The real problem with such people , is that there base position, says the state owns everything, tax is just a means of recovering what the state has lost.
One cheerful bit of news today is that the French People now have a Gentleman Farmer as their new Prime Minister Bayrou, who still lives in the farmhouse where he was born and raised.
Bad news for the Farmers of New Zealand:
UN is defunding petrol stations and imposing reduction in farm “emissions” in New Zealand through New Zealand banks – The Expose
“Federated Farmers, a lobbying group for all farmers in New Zealand, has sounded the alarm over the devastating effects on rural communities if banks continue to withdraw lending support for petrol stations, particularly those in small towns and rural areas. The organisation has received panicked calls from petrol station owners who are struggling to cope with the banks’ new policies.

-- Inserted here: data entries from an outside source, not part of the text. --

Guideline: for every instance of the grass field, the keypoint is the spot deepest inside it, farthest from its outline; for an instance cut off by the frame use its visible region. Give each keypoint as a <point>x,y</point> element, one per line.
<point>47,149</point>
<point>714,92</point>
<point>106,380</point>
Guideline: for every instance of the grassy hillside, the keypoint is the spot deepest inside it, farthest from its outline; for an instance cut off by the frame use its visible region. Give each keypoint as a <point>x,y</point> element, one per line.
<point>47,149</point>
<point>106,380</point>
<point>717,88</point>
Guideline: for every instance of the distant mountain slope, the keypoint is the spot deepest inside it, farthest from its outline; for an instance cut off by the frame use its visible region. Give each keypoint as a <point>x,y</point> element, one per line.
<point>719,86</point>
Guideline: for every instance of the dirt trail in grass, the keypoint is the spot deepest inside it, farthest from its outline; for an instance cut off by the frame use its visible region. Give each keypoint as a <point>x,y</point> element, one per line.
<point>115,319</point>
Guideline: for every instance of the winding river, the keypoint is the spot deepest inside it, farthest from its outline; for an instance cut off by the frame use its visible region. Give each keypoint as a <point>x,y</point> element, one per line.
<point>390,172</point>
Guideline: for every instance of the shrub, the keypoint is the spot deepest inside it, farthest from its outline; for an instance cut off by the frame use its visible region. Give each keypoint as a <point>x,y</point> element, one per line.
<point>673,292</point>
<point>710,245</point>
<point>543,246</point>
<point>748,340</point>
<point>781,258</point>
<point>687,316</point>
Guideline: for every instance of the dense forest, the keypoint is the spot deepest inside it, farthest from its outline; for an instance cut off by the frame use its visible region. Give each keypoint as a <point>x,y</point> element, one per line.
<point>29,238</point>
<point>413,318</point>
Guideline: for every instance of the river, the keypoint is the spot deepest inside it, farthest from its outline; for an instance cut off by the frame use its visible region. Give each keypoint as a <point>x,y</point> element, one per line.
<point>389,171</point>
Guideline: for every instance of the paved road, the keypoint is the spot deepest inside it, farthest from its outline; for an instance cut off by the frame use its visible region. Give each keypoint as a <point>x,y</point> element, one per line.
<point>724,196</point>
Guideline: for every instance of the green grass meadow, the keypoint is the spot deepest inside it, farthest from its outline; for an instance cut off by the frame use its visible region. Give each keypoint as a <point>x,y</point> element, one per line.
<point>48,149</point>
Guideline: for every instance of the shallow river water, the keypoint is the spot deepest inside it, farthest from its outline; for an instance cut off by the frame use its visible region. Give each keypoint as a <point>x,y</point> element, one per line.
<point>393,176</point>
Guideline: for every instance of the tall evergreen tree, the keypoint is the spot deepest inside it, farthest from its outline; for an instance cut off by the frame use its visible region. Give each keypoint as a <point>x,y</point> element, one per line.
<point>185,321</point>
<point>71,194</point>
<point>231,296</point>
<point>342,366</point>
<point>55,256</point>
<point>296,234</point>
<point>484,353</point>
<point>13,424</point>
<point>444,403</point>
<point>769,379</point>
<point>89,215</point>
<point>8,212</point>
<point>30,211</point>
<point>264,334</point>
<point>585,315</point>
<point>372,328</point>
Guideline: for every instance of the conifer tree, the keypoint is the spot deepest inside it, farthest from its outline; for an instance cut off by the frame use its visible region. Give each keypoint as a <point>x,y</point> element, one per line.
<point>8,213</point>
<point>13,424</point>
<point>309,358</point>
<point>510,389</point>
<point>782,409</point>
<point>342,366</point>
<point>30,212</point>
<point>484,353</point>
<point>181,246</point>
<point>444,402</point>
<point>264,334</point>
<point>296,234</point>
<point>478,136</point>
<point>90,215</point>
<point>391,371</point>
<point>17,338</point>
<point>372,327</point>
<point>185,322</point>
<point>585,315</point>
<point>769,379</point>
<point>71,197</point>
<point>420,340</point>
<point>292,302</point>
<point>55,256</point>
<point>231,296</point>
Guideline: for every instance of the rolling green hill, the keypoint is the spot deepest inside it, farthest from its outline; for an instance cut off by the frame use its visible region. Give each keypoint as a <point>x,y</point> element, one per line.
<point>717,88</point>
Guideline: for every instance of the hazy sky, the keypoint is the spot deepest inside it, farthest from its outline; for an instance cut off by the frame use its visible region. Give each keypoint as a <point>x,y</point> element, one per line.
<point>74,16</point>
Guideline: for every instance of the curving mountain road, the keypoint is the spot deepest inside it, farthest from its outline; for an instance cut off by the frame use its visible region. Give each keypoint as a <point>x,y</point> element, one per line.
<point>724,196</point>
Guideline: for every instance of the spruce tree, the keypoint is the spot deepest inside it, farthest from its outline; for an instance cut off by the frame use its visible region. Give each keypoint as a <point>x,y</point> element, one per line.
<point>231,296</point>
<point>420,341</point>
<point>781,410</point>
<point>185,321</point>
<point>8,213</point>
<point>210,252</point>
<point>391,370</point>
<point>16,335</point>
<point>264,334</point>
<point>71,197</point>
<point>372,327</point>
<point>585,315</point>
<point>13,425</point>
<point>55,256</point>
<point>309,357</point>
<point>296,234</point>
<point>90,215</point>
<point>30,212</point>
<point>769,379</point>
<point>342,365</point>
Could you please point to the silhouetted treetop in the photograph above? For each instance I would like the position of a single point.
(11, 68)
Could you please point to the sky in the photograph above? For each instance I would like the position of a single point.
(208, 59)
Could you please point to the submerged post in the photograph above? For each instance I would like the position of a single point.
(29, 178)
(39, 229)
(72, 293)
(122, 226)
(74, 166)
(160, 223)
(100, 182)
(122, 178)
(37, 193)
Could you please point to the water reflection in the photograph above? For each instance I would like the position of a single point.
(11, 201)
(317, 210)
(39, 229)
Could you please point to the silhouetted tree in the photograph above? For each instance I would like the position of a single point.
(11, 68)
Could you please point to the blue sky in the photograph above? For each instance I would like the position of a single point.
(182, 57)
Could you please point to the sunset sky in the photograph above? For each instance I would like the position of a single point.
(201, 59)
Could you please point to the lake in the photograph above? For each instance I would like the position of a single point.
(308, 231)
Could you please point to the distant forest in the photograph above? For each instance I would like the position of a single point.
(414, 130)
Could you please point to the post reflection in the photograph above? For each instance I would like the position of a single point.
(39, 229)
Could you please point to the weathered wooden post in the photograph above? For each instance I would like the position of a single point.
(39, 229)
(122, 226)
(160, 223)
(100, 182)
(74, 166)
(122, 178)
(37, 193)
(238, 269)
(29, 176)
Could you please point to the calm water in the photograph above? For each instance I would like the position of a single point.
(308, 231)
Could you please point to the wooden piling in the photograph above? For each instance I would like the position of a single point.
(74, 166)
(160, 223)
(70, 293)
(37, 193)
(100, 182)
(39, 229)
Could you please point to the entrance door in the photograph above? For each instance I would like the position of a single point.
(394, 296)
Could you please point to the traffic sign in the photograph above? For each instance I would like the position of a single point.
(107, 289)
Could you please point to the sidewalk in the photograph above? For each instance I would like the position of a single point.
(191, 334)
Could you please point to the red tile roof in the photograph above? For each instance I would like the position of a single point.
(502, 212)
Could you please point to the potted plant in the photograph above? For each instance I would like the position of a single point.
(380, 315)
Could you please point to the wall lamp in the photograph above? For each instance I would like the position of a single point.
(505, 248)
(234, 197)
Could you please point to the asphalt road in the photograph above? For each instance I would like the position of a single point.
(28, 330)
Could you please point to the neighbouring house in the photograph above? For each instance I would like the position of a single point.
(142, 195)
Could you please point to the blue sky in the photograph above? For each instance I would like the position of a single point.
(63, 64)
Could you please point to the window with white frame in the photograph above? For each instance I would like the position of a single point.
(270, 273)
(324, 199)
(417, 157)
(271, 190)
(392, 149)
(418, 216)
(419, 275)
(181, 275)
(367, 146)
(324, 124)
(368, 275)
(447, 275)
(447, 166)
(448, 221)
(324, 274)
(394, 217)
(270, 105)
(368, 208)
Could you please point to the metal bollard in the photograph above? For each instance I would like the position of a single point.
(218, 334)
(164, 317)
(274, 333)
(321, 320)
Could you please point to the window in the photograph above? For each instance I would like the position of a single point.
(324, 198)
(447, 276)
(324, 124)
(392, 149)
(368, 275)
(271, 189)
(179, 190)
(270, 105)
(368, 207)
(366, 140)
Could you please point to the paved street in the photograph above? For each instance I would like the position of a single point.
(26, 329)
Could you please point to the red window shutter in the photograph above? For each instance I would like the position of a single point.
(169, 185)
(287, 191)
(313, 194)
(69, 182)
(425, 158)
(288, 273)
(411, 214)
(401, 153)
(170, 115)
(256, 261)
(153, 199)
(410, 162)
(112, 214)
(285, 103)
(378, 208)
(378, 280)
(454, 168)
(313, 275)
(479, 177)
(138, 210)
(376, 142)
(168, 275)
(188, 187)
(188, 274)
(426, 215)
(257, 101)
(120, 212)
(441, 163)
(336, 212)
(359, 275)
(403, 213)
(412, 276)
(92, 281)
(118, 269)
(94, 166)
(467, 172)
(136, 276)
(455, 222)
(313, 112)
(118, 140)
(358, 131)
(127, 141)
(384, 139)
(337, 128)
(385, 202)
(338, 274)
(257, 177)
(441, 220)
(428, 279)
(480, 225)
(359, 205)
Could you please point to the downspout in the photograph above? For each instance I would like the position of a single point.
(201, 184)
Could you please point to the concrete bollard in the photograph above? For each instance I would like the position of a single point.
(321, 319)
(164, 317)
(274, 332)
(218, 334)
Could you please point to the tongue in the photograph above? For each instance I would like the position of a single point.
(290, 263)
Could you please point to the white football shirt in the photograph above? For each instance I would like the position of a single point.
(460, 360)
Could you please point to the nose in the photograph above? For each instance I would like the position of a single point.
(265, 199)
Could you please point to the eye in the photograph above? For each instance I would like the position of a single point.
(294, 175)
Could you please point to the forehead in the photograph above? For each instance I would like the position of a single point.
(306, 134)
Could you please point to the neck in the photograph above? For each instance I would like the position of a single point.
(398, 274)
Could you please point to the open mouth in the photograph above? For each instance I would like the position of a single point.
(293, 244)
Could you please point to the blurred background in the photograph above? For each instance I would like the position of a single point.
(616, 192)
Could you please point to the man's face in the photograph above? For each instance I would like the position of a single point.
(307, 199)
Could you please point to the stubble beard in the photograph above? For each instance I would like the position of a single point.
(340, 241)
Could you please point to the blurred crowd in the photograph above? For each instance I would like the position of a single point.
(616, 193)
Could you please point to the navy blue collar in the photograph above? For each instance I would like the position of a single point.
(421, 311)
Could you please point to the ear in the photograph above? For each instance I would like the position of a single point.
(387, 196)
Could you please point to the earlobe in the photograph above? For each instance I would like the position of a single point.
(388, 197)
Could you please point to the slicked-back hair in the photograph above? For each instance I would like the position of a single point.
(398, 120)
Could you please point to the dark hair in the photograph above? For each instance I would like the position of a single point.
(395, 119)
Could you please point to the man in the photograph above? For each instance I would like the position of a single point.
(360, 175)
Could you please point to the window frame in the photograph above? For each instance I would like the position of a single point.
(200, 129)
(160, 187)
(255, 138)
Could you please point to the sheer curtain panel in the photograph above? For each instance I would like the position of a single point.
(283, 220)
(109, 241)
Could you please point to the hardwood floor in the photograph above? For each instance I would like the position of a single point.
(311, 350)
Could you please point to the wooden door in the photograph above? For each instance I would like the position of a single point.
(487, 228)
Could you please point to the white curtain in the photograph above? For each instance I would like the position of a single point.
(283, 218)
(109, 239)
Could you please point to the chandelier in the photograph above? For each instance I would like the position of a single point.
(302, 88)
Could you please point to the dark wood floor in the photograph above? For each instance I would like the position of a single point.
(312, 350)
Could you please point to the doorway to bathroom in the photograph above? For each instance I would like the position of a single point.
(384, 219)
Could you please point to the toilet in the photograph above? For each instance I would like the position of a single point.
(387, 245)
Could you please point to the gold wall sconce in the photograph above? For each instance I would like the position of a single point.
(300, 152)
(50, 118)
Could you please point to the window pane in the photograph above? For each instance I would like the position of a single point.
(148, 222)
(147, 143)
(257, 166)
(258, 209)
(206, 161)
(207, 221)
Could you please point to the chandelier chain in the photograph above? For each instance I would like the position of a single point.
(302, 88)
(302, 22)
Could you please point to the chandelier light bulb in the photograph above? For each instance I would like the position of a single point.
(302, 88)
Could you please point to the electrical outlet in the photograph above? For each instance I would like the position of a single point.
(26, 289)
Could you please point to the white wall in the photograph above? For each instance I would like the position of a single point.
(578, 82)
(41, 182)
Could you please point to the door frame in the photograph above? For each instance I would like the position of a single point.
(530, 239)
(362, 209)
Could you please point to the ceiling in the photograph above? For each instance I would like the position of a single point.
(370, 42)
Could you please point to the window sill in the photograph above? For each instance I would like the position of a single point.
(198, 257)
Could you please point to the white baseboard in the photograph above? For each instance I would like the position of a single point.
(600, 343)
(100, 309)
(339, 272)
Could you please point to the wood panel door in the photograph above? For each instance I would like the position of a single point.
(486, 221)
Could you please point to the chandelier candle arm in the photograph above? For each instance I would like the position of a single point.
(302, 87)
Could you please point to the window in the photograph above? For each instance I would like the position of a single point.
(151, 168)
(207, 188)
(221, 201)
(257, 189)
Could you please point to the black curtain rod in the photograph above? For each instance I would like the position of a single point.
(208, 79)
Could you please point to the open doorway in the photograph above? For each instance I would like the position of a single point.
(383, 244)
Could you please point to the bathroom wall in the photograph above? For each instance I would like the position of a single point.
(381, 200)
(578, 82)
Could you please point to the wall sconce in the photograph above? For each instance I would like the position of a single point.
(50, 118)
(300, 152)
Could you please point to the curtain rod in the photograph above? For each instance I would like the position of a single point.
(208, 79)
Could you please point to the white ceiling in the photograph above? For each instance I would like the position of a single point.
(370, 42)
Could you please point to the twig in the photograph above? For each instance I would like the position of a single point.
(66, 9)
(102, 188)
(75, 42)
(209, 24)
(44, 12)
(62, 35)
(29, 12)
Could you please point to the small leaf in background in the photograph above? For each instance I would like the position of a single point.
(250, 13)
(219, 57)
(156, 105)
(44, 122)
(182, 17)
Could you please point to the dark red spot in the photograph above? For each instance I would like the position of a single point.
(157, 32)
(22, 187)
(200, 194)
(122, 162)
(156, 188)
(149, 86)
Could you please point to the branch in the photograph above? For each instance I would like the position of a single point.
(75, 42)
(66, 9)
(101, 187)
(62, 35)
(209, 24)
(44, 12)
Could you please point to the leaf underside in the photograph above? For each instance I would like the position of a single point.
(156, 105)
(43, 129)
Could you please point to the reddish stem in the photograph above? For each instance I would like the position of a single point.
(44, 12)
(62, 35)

Banks are defunding petrol stations by 2030 as part of their commitment to the Net-Zero Banking Alliance, a global coalition of 140 banks convened by the United Nations.
Farmers are also being subjected to unsettling questions from New Zealand banks about farm “emissions” and are facing targets being set by the banks to reduce “emissions.””
I hear things are extremely bad in New Zealand – the resistance really does have a fight on its hands.
Yes, isn’t it downright sinister that, even though nobody has ever voted a Green Party into power in any country (as far as I’m aware), because most citizens don’t want Extreme Green policies, the Globalists are now completely sidestepping all national legislatures of elected representatives in order to give SUPREME POWER TO THE BANKS to force Green Policies upon farmers, for example?
Whatever next, I wonder? Will BANKS start refusing to approve mortgages unless the homebuyers install heat pumps, solar panels, wind turbines, electric vehicles and prove that their whole family is now VEGAN?
How has it come to this, when someone like Advani, who hates “personal preference” can influence our economy? Even Christopher Hope on GB News this afternoon thought it fitting to condemn agricultural land investors for avoiding IHT, quite oblivious to the fact that the tenant farmers, who cannot afford freeholds, are producing food. The logic of his opinion was that he would prefer the State or BlackRock to own the land instead. Communist thought is everywhere like a disease.
Excellent points.
A wealth tax on unrealised asset gains would be the most pernicious. Not openly talked about in the uk, but is in the US. That would catch every home owner whose property has risen in price due to inflation. Even though the government most likely caused the inflation in the first place through QE or interest rates or energy price interventions.